Via een model maken beleidsmakers een inschatting van de potentiële erosiegevoeligheid van de percelen, en geven ze een bijbehorende kleurencode. Dit is de basis van de erosiewetgeving, die vervat zit in de randvoorwaarden waaraan Vlaamse landbouwers moeten voldoen om recht te hebben op inkomenssteun van het gemeenschappelijk landbouwbeleid (GLB).
Naargelang de teelt en erosiegevoeligheid (kleur) van het perceel moeten landbouwers andere combinaties van de hierboven vernoemde erosiebeperkende maatregelen kiezen. Het beleid is erop gericht landbouwers te stimuleren hun bodems zo veel mogelijk bedekt te houden door een gewas of gewasresten en te werken aan een hogere bodemruwheid, maar ook bufferstroken aan te leggen en structurele werkzaamheden uit te voeren zoals dammen bouwen.
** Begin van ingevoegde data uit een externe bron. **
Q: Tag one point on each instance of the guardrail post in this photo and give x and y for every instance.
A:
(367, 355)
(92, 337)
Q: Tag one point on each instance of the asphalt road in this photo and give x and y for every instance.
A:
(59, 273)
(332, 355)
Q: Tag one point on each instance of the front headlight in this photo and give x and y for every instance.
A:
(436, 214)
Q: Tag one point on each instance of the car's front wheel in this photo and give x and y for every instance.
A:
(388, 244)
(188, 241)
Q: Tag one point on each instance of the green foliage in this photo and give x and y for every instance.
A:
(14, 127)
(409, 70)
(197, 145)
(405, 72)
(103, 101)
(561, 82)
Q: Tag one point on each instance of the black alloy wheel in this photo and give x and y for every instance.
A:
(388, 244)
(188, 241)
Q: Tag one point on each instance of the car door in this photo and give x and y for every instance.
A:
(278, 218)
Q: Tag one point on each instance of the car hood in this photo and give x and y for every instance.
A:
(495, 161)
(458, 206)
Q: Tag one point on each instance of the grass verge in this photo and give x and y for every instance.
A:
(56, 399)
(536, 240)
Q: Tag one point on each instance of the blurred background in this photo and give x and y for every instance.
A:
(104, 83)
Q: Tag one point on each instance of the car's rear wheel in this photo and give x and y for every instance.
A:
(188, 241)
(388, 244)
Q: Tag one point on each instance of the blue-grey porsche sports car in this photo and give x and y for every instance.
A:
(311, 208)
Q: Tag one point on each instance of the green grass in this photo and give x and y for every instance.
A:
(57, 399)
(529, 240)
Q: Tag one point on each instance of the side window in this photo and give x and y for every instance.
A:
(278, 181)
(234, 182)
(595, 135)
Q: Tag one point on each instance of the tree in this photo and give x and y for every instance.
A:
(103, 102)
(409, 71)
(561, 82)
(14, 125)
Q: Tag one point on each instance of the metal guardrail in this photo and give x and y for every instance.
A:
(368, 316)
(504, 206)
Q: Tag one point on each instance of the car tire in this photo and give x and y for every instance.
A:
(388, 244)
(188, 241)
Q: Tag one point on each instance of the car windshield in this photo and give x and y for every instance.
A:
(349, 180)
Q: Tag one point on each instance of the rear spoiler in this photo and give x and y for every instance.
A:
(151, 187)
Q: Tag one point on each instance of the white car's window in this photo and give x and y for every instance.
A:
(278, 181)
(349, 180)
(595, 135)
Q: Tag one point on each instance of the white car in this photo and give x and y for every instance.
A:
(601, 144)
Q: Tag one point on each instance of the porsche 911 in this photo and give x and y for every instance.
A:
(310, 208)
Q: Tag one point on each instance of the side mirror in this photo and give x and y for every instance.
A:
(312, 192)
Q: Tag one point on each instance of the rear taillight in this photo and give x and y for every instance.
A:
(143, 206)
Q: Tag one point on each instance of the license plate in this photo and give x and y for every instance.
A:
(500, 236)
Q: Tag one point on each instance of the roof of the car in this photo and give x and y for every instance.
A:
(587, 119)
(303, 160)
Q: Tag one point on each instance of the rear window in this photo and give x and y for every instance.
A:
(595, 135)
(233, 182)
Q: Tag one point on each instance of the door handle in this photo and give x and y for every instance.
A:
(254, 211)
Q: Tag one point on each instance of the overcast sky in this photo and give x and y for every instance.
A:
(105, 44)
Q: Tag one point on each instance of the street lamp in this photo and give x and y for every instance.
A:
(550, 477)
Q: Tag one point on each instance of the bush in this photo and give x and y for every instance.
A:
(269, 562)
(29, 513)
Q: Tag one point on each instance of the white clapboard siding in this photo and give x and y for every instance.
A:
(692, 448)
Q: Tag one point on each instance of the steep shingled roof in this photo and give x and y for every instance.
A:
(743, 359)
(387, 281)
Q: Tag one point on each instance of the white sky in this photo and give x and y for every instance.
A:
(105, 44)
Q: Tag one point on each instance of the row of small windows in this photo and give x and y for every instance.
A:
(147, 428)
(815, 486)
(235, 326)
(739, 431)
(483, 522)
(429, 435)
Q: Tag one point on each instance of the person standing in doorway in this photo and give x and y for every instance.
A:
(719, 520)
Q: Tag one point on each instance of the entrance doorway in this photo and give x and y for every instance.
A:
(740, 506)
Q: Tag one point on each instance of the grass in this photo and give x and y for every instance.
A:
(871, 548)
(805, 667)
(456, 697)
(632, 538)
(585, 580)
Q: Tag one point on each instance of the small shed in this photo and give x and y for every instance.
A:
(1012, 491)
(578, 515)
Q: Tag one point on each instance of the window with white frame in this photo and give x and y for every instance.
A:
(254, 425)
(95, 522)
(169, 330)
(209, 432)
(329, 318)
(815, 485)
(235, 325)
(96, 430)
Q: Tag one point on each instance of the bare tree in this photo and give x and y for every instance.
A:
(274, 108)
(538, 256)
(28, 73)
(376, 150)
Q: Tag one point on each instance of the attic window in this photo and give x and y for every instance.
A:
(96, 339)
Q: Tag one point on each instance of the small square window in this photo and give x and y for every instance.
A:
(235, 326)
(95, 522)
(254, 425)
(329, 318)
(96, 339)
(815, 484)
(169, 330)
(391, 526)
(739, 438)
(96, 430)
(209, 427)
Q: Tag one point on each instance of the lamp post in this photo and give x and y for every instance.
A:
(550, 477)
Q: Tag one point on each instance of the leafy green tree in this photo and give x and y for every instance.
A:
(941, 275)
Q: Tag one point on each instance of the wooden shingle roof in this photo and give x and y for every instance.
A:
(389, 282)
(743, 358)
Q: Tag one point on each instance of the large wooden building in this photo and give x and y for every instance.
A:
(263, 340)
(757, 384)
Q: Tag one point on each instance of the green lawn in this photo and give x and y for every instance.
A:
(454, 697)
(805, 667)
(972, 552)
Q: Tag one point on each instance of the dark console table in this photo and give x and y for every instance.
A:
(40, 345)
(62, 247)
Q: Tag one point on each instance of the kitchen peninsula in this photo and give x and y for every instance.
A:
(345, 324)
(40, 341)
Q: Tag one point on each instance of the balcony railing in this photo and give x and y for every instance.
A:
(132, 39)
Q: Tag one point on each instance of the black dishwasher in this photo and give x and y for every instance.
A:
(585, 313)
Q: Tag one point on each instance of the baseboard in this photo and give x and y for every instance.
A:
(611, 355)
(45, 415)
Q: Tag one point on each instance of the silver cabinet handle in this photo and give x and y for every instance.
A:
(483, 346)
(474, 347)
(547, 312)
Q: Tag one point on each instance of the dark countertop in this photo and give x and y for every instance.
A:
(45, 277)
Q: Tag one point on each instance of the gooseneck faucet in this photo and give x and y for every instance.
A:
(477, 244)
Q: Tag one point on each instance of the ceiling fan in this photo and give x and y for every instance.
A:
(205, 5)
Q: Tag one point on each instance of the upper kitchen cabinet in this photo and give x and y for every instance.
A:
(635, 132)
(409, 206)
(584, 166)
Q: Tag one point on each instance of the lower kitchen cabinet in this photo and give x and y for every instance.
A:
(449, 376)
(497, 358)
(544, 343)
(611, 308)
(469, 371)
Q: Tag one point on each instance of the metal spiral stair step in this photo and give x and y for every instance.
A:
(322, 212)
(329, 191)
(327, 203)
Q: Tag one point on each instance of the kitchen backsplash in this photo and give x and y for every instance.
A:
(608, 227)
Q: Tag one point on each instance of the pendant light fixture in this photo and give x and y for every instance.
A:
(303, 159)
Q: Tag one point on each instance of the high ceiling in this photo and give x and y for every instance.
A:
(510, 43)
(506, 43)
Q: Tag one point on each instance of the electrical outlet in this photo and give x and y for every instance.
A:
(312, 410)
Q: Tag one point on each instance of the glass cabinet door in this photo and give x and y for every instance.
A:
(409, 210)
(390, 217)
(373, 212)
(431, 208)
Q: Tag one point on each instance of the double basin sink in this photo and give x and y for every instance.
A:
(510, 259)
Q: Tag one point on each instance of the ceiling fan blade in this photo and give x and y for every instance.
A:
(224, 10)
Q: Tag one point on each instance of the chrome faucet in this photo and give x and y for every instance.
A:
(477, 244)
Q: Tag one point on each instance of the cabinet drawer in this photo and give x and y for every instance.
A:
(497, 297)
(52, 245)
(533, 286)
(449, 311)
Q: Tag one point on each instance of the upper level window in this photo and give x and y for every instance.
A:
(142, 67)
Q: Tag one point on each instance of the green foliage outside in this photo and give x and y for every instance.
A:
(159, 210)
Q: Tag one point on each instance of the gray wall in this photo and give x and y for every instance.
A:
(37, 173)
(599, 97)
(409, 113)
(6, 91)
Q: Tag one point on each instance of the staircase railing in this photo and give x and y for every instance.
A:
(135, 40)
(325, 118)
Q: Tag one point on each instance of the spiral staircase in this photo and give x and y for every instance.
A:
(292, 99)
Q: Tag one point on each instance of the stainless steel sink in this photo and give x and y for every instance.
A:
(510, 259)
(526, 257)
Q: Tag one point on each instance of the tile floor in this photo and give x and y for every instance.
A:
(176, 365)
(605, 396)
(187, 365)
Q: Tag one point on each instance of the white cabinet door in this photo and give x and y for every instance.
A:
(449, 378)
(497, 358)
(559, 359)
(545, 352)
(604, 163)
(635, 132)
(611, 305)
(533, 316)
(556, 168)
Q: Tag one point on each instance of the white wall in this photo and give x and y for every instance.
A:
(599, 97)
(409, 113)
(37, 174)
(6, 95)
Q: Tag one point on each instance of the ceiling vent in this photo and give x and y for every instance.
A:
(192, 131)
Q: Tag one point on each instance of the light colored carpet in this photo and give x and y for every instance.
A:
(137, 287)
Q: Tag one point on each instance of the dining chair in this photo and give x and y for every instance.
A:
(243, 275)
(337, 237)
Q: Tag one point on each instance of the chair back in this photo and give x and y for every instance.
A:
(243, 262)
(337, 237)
Percelen met optimale pH en hoog koolstofgehalte kunnen een erosiegevoeligheidsklasse dalen. Dat komt omdat een optimale pH en voldoende hoog koolstofgehalte belangrijk zijn voor een goede bodemstructuur en stabiliteit van de bodemkruimels. Hierdoor zullen minder deeltjes worden losgemaakt en afspoelen door inslaand en afstromend water.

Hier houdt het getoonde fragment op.